Die Textarbeit findet zwar online statt, ist aber nicht öffentlich.
"Das Netz dient hier eher der Kommunikation unter den beteiligten
Autoren", erklärt Elke Naters, die gemeinsam mit Sven Lager
"The Buch" demnächst bei Kiepenheuer und Witsch herausgeben
wird. Inhaltlich sind die Beiträge völlig frei. "Sie werden wohl
den Pool-Texten ähneln, aber die Autoren schreiben sie extra für das
Buch." Die Texte werden direkt online in Formulare geschrieben und
sind dort für alle Autoren einsehbar, so dass mit Hilfe des Internets
eine echte Gemeinschaftsarbeit entstehen kann.
Der Anzahl der täglichen
Beiträge (20 und mehr) und Besucher (durchschnittlich 200 pro Tag) nach
zu urteilen haben die Autoren und Leser des Literaturprojektes "Tagebau
- Schreiben am Tag" gleichermaßen Spaß an dem literarischen
Online-Tagebuch. Rund 40 registrierte Schreiber lassen hier die Welt an
ihren täglichen Erlebnissen und Gedanken teilhaben. Interessant ist hier
die Mischung aus erfahrenen Autoren wie Doris Dörrie oder Ingo Schramm
und "Amateuren", denn jeder, der den Herausgebern seine
Identität verrät, darf mitschreiben. Die Leser haben die Möglichkeit,
direkt Kommentare zu den Beiträgen abzugeben oder den Autoren per E-Mail
persönlich zu schreiben. In einer eigenen Mailingliste diskutieren die
Teilnehmer über die Qualität ihrer Einträge oder über Lust und Frust
beim Schreiben. Im Gegensatz zum "Pool" ist es im Tagebau
möglich, HTML, Bilder und direkte Verweise zu anderen Web-Sites in die
Beiträge einzubinden. Um den Lesern lange Texte auf dem Monitor zu
ersparen, ist die maximale Textlänge ist auf 1500 Zeichen beschränkt.

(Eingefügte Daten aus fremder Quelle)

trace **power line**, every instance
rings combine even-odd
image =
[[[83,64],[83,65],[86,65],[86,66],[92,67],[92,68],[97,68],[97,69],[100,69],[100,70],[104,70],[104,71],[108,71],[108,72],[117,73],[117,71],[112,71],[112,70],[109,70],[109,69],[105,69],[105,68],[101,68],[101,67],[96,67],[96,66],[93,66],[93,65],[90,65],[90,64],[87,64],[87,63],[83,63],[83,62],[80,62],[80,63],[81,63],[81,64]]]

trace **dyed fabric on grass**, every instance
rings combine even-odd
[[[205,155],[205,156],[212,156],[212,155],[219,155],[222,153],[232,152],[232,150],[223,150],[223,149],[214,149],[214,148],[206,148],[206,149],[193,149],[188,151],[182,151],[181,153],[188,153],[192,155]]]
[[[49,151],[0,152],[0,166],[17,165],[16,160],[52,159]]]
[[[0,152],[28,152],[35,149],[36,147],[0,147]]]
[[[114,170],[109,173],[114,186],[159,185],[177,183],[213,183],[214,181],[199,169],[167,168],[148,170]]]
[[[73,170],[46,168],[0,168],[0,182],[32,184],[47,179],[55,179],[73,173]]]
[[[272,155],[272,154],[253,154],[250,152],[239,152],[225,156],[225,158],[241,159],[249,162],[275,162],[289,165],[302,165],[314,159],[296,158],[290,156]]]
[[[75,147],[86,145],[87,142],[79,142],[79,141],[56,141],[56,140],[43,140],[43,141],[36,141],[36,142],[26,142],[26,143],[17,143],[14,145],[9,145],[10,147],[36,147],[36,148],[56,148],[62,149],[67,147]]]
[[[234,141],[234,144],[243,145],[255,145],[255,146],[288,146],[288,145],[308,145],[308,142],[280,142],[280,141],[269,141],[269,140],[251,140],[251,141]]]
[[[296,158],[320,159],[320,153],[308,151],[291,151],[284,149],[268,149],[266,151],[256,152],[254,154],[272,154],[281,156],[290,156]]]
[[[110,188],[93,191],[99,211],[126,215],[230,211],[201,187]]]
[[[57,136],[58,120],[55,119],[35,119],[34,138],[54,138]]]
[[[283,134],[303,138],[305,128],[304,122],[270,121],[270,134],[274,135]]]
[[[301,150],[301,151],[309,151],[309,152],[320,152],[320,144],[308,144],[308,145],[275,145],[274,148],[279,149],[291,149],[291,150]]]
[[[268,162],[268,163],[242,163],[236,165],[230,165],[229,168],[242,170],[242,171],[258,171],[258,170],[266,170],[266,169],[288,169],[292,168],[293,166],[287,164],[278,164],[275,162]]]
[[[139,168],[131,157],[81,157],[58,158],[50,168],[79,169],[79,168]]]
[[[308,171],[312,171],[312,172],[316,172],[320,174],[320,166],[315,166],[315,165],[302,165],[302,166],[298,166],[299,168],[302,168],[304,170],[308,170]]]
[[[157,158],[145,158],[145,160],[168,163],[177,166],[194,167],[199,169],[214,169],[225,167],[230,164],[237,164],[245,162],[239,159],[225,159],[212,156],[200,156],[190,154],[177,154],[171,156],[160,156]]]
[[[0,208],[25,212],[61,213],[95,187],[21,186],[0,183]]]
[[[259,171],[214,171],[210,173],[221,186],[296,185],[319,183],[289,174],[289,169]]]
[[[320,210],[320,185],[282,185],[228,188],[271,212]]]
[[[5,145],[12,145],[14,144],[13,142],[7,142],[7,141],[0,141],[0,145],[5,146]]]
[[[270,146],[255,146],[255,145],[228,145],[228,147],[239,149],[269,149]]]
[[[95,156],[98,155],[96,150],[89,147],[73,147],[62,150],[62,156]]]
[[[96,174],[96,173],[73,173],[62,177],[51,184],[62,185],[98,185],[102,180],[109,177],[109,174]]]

Gemeinsame Literaturprojekte
sind im Internet leicht umzusetzen. Ob die Textmassen, die rund um den
Globus in den sogenannten kollaborativen Schreibprojekten entstehen,
wirklich lesenswert sind und ob es sich dabei überhaupt um Literatur
handelt, muss wohl jeder Leser für sich selbst entscheiden.